Python dataclasses for the OME data model
Project description
ome-types: OME dataclasses for python
autogenerated dataclasses for a pythonic interface into the OME data model: http://www.openmicroscopy.org/Schemas/OME/2016-06
It converts the ome.xsd schema into a set of python dataclasses and types.
As an example, the
OME/Image
model will be rendered as the following dataclass in ome_types/model/image.py
from dataclasses import field
from datetime import datetime
from typing import List, Optional
from pydantic.dataclasses import dataclass
from .annotation_ref import AnnotationRef
from .experiment_ref import ExperimentRef
from .experimenter_group_ref import ExperimenterGroupRef
from .experimenter_ref import ExperimenterRef
from .imaging_environment import ImagingEnvironment
from .instrument_ref import InstrumentRef
from .microbeam_manipulation_ref import MicrobeamManipulationRef
from .objective_settings import ObjectiveSettings
from .pixels import Pixels
from .roi_ref import ROIRef
from .simple_types import ImageID
from .stage_label import StageLabel
@dataclass
class Image:
id: ImageID
pixels: Pixels
acquisition_date: Optional[datetime] = None
annotation_ref: List[AnnotationRef] = field(default_factory=list)

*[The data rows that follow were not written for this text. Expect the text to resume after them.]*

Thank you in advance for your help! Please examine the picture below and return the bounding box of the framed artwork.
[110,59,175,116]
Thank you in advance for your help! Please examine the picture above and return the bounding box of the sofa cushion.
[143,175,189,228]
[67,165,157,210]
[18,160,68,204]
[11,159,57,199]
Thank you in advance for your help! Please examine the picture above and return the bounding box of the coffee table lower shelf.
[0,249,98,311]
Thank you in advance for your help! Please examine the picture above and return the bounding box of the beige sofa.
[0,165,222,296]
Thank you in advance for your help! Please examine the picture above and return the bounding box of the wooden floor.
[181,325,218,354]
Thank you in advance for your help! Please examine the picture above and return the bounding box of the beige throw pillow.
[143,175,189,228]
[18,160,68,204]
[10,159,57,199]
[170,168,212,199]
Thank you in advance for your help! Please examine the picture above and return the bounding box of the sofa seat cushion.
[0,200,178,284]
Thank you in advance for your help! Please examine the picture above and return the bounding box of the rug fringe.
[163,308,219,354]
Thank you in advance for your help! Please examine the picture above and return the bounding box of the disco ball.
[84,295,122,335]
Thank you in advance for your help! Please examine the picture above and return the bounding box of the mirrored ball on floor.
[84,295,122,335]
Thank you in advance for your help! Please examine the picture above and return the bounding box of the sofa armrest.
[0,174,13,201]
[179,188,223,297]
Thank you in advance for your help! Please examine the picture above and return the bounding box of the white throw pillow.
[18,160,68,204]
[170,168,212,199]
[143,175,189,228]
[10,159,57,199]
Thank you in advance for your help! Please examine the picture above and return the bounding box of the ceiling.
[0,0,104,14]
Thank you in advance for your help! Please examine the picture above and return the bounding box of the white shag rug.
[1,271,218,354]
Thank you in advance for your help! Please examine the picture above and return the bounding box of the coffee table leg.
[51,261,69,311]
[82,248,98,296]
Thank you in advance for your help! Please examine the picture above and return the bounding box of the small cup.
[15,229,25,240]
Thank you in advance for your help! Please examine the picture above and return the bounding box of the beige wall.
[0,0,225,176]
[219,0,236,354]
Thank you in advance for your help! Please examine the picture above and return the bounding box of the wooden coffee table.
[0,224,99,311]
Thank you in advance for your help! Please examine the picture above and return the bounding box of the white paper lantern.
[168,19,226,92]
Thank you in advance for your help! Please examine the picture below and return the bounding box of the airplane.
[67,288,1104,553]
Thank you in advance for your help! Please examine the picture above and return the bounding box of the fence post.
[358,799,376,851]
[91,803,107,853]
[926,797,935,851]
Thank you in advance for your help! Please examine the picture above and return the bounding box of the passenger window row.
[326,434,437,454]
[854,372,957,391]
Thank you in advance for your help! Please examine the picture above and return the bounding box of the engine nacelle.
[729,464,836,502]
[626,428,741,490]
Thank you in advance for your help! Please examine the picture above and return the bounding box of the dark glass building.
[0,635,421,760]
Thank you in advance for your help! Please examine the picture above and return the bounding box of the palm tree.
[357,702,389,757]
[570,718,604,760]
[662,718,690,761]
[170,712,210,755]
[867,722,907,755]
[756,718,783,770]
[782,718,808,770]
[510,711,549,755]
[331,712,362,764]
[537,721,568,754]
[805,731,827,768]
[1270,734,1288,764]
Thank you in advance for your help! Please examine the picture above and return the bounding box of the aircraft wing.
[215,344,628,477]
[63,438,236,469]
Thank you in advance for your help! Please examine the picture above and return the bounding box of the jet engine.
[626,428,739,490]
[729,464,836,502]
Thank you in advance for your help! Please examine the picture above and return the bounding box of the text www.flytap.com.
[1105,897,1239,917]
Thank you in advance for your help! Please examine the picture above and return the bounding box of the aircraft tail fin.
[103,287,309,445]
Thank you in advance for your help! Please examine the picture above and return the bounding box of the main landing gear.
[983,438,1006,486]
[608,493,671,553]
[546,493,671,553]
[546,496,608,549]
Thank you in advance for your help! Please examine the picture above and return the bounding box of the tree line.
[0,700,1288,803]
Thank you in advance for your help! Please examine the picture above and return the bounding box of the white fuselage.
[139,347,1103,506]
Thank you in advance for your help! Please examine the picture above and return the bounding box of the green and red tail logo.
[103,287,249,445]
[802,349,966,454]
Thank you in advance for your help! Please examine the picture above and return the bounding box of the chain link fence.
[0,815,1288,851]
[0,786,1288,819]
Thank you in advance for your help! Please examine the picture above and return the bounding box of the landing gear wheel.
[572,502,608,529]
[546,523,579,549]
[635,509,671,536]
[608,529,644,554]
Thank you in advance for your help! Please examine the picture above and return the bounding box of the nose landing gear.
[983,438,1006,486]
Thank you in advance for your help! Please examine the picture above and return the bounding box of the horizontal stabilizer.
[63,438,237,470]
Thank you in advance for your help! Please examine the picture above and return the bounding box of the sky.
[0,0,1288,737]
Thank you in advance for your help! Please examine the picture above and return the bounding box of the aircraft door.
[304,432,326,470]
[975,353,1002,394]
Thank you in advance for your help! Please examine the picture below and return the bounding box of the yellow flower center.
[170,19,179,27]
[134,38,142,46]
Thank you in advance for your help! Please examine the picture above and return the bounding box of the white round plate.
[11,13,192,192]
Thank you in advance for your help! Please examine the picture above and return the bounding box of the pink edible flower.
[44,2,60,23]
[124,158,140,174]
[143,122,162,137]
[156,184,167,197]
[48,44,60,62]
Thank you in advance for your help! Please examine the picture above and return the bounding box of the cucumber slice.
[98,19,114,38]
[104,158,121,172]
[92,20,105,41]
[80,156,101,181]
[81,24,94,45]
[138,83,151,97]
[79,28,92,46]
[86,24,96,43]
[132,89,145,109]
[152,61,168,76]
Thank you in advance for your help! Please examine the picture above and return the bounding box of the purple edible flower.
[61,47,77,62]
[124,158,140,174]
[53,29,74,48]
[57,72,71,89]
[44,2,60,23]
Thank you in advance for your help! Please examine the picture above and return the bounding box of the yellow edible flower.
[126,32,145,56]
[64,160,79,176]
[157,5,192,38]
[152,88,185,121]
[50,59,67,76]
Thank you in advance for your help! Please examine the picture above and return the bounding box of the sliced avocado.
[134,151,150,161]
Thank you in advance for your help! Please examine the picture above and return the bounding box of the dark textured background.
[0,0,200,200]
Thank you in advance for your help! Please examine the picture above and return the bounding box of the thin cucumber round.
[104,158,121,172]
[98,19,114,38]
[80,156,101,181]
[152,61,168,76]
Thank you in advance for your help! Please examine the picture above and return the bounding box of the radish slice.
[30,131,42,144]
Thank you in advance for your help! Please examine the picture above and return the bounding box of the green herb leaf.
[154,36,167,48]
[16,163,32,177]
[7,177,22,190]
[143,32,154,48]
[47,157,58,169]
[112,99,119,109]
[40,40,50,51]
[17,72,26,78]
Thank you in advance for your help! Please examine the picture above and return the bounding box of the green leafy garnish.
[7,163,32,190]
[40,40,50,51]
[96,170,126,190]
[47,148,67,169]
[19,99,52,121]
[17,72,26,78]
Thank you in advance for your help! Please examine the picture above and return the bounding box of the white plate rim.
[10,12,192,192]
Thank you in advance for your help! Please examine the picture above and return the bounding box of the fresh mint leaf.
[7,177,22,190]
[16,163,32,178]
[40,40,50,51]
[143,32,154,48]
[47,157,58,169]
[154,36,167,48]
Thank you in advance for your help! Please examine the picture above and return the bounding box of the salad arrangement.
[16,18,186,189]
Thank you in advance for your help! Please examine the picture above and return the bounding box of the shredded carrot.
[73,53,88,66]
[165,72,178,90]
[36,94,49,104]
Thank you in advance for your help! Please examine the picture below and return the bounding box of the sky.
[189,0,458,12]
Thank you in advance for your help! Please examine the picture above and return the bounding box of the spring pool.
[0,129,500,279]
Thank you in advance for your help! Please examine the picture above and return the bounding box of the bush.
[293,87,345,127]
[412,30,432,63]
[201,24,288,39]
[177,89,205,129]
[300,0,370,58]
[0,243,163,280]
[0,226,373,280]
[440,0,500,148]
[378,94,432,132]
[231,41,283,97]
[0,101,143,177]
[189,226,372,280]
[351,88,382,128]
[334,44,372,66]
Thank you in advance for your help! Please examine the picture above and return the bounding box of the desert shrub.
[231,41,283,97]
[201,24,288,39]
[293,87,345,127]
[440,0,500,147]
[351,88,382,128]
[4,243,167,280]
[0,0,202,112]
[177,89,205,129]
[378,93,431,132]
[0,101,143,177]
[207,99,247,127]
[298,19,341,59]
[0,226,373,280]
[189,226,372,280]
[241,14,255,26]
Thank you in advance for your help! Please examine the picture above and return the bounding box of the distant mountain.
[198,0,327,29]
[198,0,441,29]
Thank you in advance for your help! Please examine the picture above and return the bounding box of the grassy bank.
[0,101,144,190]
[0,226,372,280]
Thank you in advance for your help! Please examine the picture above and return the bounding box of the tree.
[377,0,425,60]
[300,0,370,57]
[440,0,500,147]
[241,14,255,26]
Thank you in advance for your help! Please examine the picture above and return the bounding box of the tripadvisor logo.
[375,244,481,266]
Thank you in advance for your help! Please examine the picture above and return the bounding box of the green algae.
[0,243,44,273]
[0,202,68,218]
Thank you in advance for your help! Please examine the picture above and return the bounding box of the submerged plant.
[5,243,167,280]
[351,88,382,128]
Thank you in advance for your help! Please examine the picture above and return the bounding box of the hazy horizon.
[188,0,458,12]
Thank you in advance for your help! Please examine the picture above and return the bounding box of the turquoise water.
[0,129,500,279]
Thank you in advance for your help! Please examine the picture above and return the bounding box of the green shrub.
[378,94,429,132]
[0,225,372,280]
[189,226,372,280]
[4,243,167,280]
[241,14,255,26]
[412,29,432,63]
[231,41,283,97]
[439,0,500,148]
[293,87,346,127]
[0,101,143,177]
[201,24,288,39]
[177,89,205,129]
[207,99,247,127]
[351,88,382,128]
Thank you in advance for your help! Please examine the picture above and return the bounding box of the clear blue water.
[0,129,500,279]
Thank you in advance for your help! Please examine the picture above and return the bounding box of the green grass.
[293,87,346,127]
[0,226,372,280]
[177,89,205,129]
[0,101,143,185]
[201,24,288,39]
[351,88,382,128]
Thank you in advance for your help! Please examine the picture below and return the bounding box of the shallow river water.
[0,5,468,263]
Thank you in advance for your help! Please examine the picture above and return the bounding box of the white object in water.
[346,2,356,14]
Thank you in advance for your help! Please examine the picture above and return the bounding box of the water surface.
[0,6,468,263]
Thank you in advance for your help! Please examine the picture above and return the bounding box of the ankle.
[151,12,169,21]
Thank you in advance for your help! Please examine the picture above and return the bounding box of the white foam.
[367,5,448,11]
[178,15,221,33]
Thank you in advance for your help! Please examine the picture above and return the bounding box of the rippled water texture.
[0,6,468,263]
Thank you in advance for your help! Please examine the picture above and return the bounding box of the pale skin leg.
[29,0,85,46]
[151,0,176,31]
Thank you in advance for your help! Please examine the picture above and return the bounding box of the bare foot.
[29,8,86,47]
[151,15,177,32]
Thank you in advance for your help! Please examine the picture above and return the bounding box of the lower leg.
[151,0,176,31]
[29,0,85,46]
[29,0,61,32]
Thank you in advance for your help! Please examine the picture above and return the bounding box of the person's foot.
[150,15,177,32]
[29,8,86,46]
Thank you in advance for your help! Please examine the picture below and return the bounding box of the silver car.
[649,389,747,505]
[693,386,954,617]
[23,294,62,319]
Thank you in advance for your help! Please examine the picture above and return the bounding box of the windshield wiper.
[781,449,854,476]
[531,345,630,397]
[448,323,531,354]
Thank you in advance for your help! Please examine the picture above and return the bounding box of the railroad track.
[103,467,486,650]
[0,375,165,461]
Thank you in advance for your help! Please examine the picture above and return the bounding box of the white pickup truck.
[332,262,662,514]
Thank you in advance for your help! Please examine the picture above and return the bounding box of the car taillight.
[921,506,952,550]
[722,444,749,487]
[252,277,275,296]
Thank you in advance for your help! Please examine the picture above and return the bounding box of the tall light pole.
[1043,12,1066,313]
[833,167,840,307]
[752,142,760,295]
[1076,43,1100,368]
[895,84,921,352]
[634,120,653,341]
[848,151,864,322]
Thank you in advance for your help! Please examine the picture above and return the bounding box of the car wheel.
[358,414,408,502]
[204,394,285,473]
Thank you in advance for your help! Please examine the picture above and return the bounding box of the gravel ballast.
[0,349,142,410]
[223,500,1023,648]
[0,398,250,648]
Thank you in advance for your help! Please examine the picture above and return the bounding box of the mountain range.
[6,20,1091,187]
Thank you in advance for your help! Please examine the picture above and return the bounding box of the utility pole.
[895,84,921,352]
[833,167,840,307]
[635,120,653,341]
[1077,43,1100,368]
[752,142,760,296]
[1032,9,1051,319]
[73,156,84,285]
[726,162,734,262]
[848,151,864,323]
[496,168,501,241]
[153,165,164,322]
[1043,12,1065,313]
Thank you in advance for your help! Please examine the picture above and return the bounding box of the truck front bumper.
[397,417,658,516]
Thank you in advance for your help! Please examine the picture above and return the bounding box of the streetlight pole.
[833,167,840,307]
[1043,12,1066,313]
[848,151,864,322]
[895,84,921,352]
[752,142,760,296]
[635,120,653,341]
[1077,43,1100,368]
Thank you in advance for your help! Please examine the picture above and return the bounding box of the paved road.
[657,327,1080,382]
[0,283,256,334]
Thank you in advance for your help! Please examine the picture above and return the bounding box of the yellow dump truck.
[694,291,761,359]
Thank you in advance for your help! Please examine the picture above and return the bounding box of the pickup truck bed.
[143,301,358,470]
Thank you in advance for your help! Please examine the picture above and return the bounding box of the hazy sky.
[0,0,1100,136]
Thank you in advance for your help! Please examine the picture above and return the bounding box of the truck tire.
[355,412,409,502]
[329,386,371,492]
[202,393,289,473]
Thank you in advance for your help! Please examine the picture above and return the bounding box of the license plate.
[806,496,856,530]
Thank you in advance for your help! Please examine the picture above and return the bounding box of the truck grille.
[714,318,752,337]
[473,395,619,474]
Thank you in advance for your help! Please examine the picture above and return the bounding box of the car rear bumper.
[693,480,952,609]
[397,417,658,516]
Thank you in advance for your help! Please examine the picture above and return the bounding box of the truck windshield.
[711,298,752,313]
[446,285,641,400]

description: Optional[str] = None
experiment_ref: Optional[ExperimentRef] = None
experimenter_group_ref: Optional[ExperimenterGroupRef] = None
experimenter_ref: Optional[ExperimenterRef] = None
imaging_environment: Optional[ImagingEnvironment] = None
instrument_ref: Optional[InstrumentRef] = None
microbeam_manipulation_ref: List[MicrobeamManipulationRef] = field(default_factory=list)
name: Optional[str] = None
objective_settings: Optional[ObjectiveSettings] = None
roi_ref: List[ROIRef] = field(default_factory=list)
stage_label: Optional[StageLabel] = None
ome_autogen.convert_schema(url, target)
is the main function. It accepts an
xsd
file path (only test on an ome.xsd), and a target directory, and writes a
human-readable module, that will validate OME XML, provide pythonic method
naming, and provides full typing support for IDEs, etc...
Install
from pip
pip install ome-types
the autogenerated model is already included, but, to include dependencies
required for re-generating the model, use the [autogen]
extra
pip install ome-types[autogen]
or, to install from source
git clone https://github.com/tlambert03/ome-types.git
cd ome-types
pip install -e .
Usage
The model is not checked into source, but it is included when you pip install
the package (and it will be built automatically at ome_types/model
if it
doesn't exist the first time you import the package.)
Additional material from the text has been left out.